Ilustración sobre los arquetipos (Camila Herrera Gómez).

Los arquetipos en arquitectura son múltiples y diversos. La mayoría parten de mitos acerca el origen de la arquitectura a partir de una necesidad, enunciando un afán de encontrar refugio ante las inclemencias de la vida a la intemperie. De aquí surgen los más comunes, la cabaña y la cueva. Sin embargo, las reflexiones más interesantes surgen a partir de aquellos arquetipos que plantea la arquitectura como un rasgo más de la humanidad, tan fundamental como la conciencia y el auto reconocimiento, identificando su origen como común al hombre en sí. Víctor Hugo resumiría este sentimiento diciendo que “la arquitectura ha sido la gran escritura de la humanidad”. Destaco aquí al laberinto por su naturaleza global, ritual y atemporal, características que comparte con la tumba. El templo y la tumba suelen tratarse como uno solo porque tienden a fusionarse y convertirse en uno solo y el mismo. El espíritu de lo sagrado queda impreso en ambos desde su concepción y al tiempo que nos comunican con el inframundo y lo subterráneo, dirigen nuestra mirada hacia los cielos. Aparece entonces el menhir (Stonehenge), la columna (Acrópolis de Atenas), la torre (Babel), el elemento vertical que alza sobre el paisaje de manera deliberada para marcar un sitio y convertirlo en lugar. La demarcación de un punto que puede divisarse desde grandes distancias, un punto de encuentro, un puerto en tierra firme: Manhattan. Un humano pétreo que anuncia a los vivos que han llegado a su destino.

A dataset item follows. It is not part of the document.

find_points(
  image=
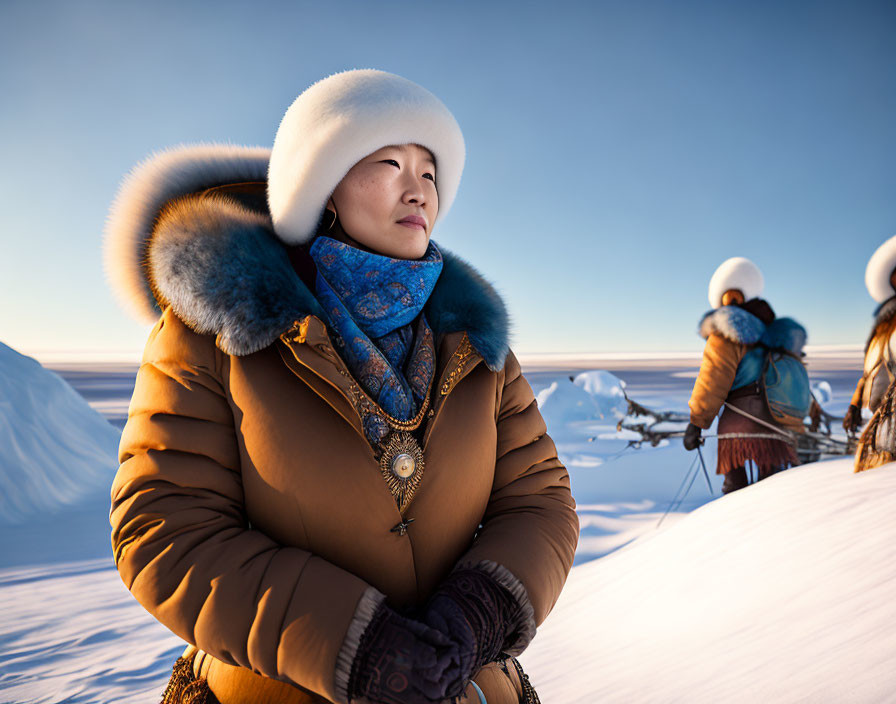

En la Tierra andamos en sentido horizontal, principalmente por motivos gravitacionales. Sin embargo, la ciudad moderna parece haber trascendido esas barreras. Ya no está confinada por murallas, ríos, montañas o asuntos poblacionales y es claro que el límite es otro. Se alza casi infinitamente en sentido vertical con la misma ambición como lo hizo alguna vez sobre la llanura. La Urbe crece y con ella la brecha entre el cielo u la tierra, la luz y la oscuridad, los de arriba y los de abajo. Me pregunto si se crearán submundos como los que imagina la ciencia ficción, donde el sol no llega a los primeros pisos (¿o a acaso existen ya?); intuyo las nuevas distancias entre clases sociales, grupos armados, partidos políticos; sueño los paisajes arrolladores desde las alturas y recuerdo un pasaje del mismo Azúa que dice:

[…] cuando dos potencias opuestas y de una magnitud descomunal, como Satanás y Jesucristo, llegaron al contacto físico (un contacto que debió de dar lugar a una deflagración espiritual tan colosal que aún sufrimos las consecuencias) lo hicieron en la ciudad.

Se erigen hoy, como siempre, ciudades, trazando nuevos laberintos en los que perdernos o danzar.